Université et diversité : de l’oxymore à l’évidence !



Lorsque l’on voyage en France, comme en Europe, impossible de ne pas associer chaque grande ville traversée avec son université. C’était déjà le cas, avant les classements internationaux, avant que nos regards se tournent vers les Etats-Unis et leur modèle de grands noms tels Harvard, Stanford ou UCLA ou encore le MIT, ou vers l’Orient et l’émergence de nouvelles références du savoir. Partout dans le monde, les sciences, la recherche et l’effervescence intellectuelle sont depuis longtemps intimement liées au monde universitaire. Un modèle de concentration des savoirs et de partage ouvert devenu universel et porteur du progrès de l’humanité.

Mais cette ouverture est-elle réelle ? Est-elle aujourd’hui compatible avec notre volonté de représentation de la diversité, de l’inclusion alors même qu’elle a longtemps été perçue comme le refuge des élites ?

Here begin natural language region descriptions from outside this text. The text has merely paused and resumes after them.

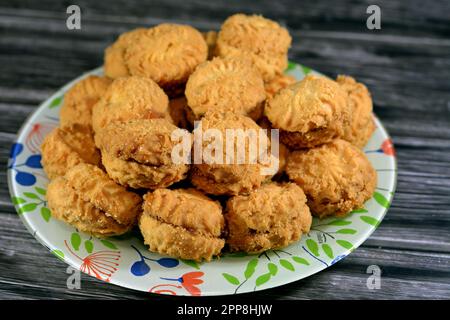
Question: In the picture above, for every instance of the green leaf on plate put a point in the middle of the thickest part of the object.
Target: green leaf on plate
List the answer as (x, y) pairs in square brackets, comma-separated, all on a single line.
[(18, 200), (328, 251), (370, 220), (345, 244), (56, 102), (237, 254), (339, 223), (306, 70), (362, 210), (59, 254), (75, 240), (301, 260), (30, 195), (191, 263), (273, 269), (251, 265), (291, 66), (262, 279), (28, 207), (382, 201), (46, 213), (41, 191), (346, 231), (89, 246), (287, 265), (109, 244), (313, 247), (231, 279)]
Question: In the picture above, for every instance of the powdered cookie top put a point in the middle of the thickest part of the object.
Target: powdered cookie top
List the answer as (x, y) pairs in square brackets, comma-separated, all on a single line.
[(167, 53), (89, 200), (143, 141), (270, 217), (182, 223), (337, 177), (80, 99), (263, 40), (64, 148), (360, 104), (226, 84), (93, 185), (130, 98), (138, 153), (276, 84), (310, 112), (115, 65)]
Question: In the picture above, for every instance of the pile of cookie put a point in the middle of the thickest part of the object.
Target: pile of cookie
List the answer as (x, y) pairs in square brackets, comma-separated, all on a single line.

Il fut un temps où l’université était un concept symbolique désignant un ensemble, une réunion de collèges, d’instituts, peuplé d’enseignants et d’apprenants. Sans qu’il soit question alors de campus ou de territoires, l’université était lieu de partage du savoir théorique. Théologie, philosophie, puis médecine et science physique, les enseignements sont eux aussi universels. En Europe, ils sont surtout contrôlés et convergent autour d’une pensée unique, dictée par les religieux, détenteurs et propagateurs du savoir divin. C’est au début du second millénaire après Jésus-Christ que se forment les premières universités européennes, à Bologne, à Paris, puis à Oxford. Ailleurs dans le monde et bien avant, la première université est créée à Constantinople en 425, tandis que d’autres voient le jour en Inde, au Maroc, ou encore en Iran. Dès leurs débuts, les universités rassemblent. Certes elles sont la maison des élites, des penseurs, et des religieux, mais elles ont d’abord vocation à accueillir ceux qui souhaitent s’élever. Premier constat d’époque : les universités sont strictement réservées aux hommes et évidemment à ceux qui ont les moyens de les fréquenter. Deuxième constat : les dirigeants des nations européennes ne sont pas très favorables à leur développement, craignant l’émancipation de la population qui accédant au savoir pourrait bien les renverser. Ainsi Louis XIV et Louis XV ont-ils interdit l’ouverture de nouvelles universités en France, tandis que les jacobins sous la révolution française fermaient l’université de Paris, bien trop catholique à leurs yeux. Ailleurs, les exclus d’Oxford fondèrent Cambridge, tout comme les bannis de l’université de Paris se réfugièrent outre-manche pour y fonder Oxford !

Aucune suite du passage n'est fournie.